In Toronto I have seen so many familiar names on the factory buildings that I have had to ask myself whether I was in a British Dominion or back in the United States. These are the “branch plants” of American firms, established here to be inside Canada’s tariff wall and to get the benefit of the preferential tariffs conceded by Great Britain and her dominions to Canadian products. From automobiles to silverware, and from bridge steel to fountain pens, many of our best known American goods are not only used but made in Canada. Some of the branch plants bear the same names as at home, but many adopt for Canadian use designations that give no trace of their American origin. For example, world-famous corporations that use “United States” or “American” as part of their names, are the “Dominion” this or the “Imperial” that in Canada. This policy caters to the growing movement among the people to buy only goods “made in Canada.” The American branch-plant system accounts in part for the resemblance of Toronto to American cities. On every hand I see electric signs, window displays, and bill-boards bearing the same appeals to buy the goods that are so extensively advertised at home.
No one knows just how many American branch factories Canada has, but their number is well over one thousand. There are more than two hundred in Toronto alone, and as many more elsewhere in southern Ontario. Montreal has many American branch plants and American owned enterprises. Its largest hotel belongs to an American syndicate, and so does my hotel in Toronto.
Americans control nine tenths of the automobile accessory business of Canada, and in their branch plants they make three fifths of the Dominion’s automobiles. Practically all of our well known firms devoted to low and moderate priced cars have big factories in Canada, and they do practically all their exporting to Australia, New Zealand, Great Britain, and South Africa through their Canadian branch plants. This export business amounts to more than twenty-five million dollars a year, while the cars made here for the Canadian market represent a value three times as great.
In other lines American capital is conspicuous. Half of the Canadian rubber factories are owned by Americans, and nearly half of the meat packing, paint, brass, condensed milk, car construction, and electrical apparatus industries represent American money. American controlled concerns do more than half of all the oil refining, while two hundred and fifty million dollars of our money is invested in the pulp and paper industry.
Altogether, it is estimated that American investments in government loans, corporation bonds, land mortgages, and industrial enterprises amount to two thousand five hundred million dollars.

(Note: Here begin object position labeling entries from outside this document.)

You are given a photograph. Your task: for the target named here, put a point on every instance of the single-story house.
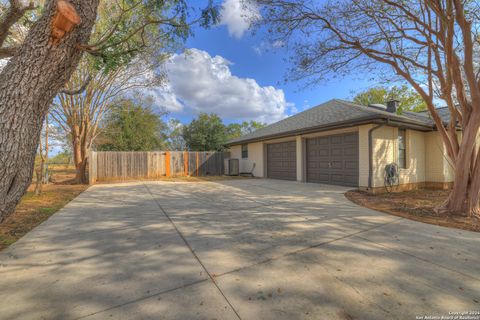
(342, 143)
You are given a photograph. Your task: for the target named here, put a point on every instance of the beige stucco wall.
(438, 167)
(363, 151)
(425, 155)
(236, 152)
(385, 151)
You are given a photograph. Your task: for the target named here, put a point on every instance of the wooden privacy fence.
(112, 165)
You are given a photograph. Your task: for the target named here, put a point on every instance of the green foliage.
(409, 99)
(61, 158)
(175, 135)
(236, 130)
(206, 133)
(132, 127)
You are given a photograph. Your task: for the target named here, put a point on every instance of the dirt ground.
(415, 205)
(33, 210)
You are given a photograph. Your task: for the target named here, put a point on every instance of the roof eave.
(340, 125)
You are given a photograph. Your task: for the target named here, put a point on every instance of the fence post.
(167, 164)
(196, 170)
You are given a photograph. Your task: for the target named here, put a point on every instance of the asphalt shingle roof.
(330, 113)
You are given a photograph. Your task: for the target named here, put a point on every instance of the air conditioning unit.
(232, 167)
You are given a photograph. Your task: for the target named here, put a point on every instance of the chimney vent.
(392, 105)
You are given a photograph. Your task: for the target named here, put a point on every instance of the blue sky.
(240, 55)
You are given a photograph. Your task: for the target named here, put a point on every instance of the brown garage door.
(333, 160)
(282, 160)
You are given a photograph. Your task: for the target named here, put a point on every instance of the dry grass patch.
(33, 210)
(182, 179)
(415, 205)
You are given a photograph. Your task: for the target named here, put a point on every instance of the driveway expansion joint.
(192, 251)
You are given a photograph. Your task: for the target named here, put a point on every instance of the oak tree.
(41, 64)
(429, 44)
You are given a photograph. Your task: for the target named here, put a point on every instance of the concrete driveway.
(236, 249)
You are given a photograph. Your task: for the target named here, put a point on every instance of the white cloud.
(238, 15)
(199, 82)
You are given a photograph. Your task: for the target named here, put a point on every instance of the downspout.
(370, 153)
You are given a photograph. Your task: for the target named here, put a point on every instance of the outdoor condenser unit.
(232, 167)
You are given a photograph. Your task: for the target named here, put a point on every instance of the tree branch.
(79, 90)
(14, 13)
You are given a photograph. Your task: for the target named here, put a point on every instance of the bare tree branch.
(14, 13)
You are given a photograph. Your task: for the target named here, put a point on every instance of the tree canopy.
(409, 99)
(236, 130)
(432, 45)
(206, 133)
(131, 126)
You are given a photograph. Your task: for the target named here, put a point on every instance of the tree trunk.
(39, 174)
(28, 83)
(463, 200)
(79, 155)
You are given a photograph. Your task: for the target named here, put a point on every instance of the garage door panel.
(333, 159)
(282, 161)
(338, 151)
(351, 138)
(336, 139)
(351, 165)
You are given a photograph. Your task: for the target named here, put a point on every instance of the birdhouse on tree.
(66, 17)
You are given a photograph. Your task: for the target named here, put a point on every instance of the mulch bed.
(33, 209)
(415, 205)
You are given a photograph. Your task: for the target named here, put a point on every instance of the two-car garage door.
(333, 160)
(282, 160)
(329, 159)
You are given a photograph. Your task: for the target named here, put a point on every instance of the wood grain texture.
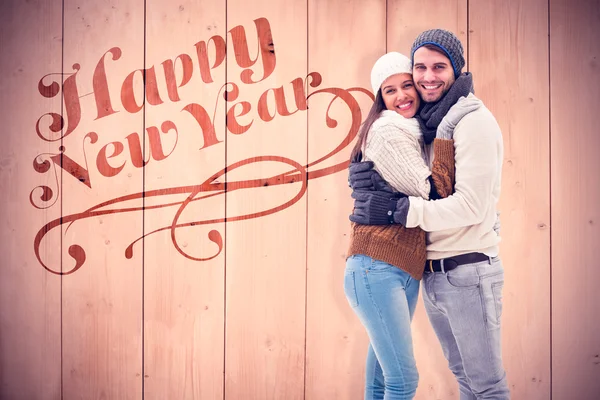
(336, 342)
(509, 60)
(102, 301)
(266, 256)
(575, 78)
(406, 20)
(184, 297)
(30, 42)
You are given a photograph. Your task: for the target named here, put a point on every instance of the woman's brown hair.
(376, 109)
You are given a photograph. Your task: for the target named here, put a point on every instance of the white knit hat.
(389, 64)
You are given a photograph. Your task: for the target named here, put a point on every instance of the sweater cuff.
(401, 212)
(443, 151)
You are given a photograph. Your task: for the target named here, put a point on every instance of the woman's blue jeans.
(384, 298)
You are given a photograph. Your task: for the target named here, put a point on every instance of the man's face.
(432, 73)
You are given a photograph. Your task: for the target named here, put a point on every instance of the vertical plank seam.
(307, 205)
(223, 374)
(468, 37)
(386, 32)
(550, 185)
(144, 217)
(62, 95)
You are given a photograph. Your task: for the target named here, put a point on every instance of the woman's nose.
(429, 76)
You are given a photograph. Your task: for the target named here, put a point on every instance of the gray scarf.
(431, 114)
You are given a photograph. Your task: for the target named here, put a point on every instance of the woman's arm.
(442, 169)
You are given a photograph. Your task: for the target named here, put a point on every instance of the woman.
(386, 262)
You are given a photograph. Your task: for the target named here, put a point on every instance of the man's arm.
(478, 148)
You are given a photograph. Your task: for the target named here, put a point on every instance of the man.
(463, 278)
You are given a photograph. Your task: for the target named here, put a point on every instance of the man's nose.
(429, 75)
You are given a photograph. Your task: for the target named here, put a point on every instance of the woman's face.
(399, 94)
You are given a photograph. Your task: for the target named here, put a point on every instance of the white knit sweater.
(395, 145)
(464, 222)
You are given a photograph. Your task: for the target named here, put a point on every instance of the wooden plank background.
(230, 158)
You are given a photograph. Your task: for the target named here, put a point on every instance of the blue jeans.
(384, 298)
(464, 307)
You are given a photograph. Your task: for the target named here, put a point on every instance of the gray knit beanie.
(447, 42)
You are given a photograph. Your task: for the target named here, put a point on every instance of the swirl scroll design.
(213, 187)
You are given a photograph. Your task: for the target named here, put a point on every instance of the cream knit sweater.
(395, 145)
(464, 222)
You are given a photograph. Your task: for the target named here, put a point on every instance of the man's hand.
(375, 207)
(362, 176)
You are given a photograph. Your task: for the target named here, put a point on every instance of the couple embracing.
(425, 175)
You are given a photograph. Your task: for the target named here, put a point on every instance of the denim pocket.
(350, 288)
(497, 292)
(377, 265)
(463, 281)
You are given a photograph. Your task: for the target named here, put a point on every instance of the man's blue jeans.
(384, 298)
(464, 307)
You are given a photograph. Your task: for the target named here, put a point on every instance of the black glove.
(362, 176)
(374, 207)
(379, 208)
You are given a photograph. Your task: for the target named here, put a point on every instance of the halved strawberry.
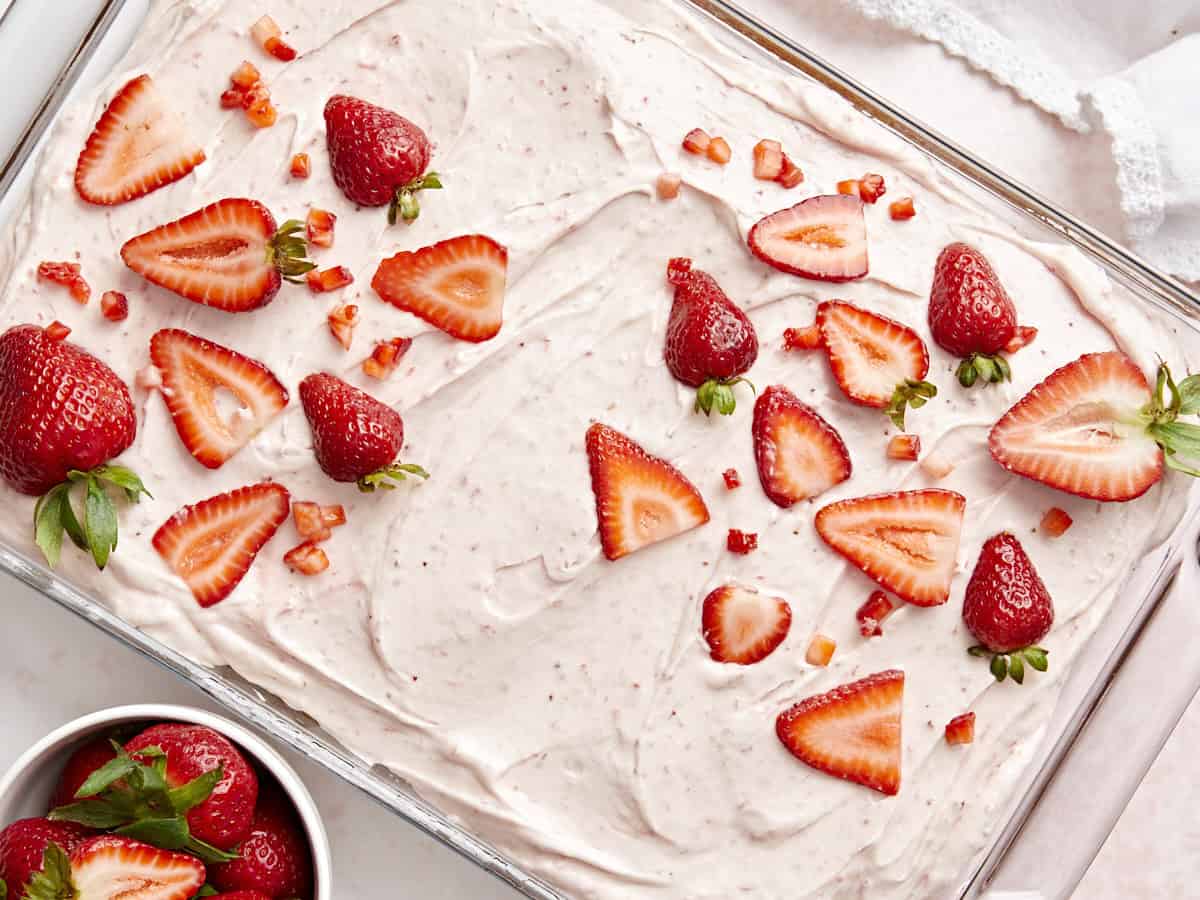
(799, 454)
(227, 255)
(456, 285)
(877, 361)
(641, 499)
(139, 144)
(822, 238)
(1092, 429)
(906, 541)
(211, 544)
(108, 867)
(851, 732)
(193, 370)
(742, 625)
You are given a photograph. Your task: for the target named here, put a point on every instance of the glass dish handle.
(1111, 755)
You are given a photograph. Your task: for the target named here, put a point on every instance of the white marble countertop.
(54, 667)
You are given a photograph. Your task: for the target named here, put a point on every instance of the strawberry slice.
(742, 625)
(822, 238)
(906, 541)
(877, 361)
(227, 255)
(1091, 429)
(192, 371)
(211, 544)
(851, 732)
(799, 454)
(641, 499)
(138, 145)
(456, 285)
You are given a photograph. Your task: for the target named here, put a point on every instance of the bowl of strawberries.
(159, 803)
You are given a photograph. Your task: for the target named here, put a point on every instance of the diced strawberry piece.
(66, 275)
(791, 174)
(743, 543)
(233, 99)
(696, 141)
(876, 361)
(1079, 431)
(768, 160)
(906, 541)
(342, 321)
(193, 371)
(820, 649)
(802, 339)
(246, 76)
(851, 732)
(280, 49)
(1055, 522)
(325, 280)
(1024, 337)
(871, 613)
(307, 559)
(227, 256)
(960, 730)
(641, 499)
(904, 447)
(114, 867)
(667, 185)
(719, 150)
(310, 521)
(870, 187)
(799, 454)
(742, 625)
(901, 209)
(139, 144)
(822, 238)
(263, 30)
(456, 285)
(385, 357)
(114, 305)
(319, 227)
(211, 544)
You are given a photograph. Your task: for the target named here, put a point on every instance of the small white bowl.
(25, 790)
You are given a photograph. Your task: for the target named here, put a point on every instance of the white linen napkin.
(1131, 71)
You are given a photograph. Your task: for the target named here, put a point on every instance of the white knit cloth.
(1128, 69)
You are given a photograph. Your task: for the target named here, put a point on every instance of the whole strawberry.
(1007, 609)
(64, 414)
(354, 436)
(275, 859)
(971, 315)
(378, 156)
(711, 342)
(23, 849)
(223, 817)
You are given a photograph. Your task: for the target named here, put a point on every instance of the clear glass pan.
(72, 63)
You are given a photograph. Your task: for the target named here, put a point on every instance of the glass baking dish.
(79, 43)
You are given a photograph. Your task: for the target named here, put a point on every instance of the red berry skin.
(79, 767)
(353, 433)
(23, 846)
(969, 309)
(372, 150)
(1006, 606)
(60, 409)
(275, 859)
(708, 336)
(225, 819)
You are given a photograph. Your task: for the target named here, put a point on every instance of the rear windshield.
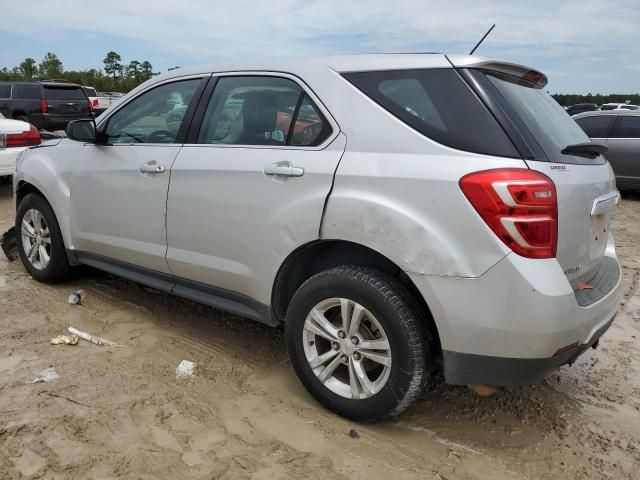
(438, 104)
(58, 93)
(544, 117)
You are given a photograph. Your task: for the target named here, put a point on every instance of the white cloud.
(570, 32)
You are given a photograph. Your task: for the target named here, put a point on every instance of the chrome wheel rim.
(36, 239)
(347, 348)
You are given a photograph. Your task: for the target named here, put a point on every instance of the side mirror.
(83, 130)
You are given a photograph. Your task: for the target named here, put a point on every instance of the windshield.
(546, 119)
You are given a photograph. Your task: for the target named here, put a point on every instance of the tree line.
(568, 99)
(117, 76)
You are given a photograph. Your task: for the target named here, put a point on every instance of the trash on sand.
(9, 244)
(65, 339)
(186, 369)
(46, 375)
(92, 338)
(76, 297)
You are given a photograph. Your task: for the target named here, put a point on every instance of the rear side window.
(596, 126)
(628, 127)
(438, 104)
(56, 93)
(256, 110)
(90, 92)
(27, 92)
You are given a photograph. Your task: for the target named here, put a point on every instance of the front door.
(119, 187)
(252, 187)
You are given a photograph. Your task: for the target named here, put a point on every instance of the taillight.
(520, 206)
(24, 139)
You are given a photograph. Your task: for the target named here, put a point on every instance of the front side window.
(256, 110)
(27, 92)
(439, 105)
(153, 117)
(629, 127)
(596, 126)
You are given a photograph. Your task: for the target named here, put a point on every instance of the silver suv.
(399, 214)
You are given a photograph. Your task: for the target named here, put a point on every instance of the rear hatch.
(66, 101)
(584, 181)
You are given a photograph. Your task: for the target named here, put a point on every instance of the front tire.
(39, 240)
(356, 343)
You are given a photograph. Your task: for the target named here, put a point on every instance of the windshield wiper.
(588, 150)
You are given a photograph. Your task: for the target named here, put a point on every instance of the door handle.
(283, 169)
(151, 167)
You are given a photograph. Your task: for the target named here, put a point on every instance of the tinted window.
(91, 92)
(542, 115)
(56, 93)
(311, 128)
(438, 104)
(629, 127)
(27, 92)
(596, 126)
(260, 111)
(153, 117)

Our stake in Canada has been increasing rapidly ever since 1914, and now it nearly equals that of the British. Within a few years it will probably be much greater. Nearly one sixth of all the money we have invested in foreign countries is in Canada, and in return for the capital Canada is now buying from us more than three fifths of her annual thousand million dollar purchases abroad. In fact, her people are our best customers; their purchases of us amount to eighty-three dollars per capita a year as compared with five dollars for all Europe and fifty cents for China.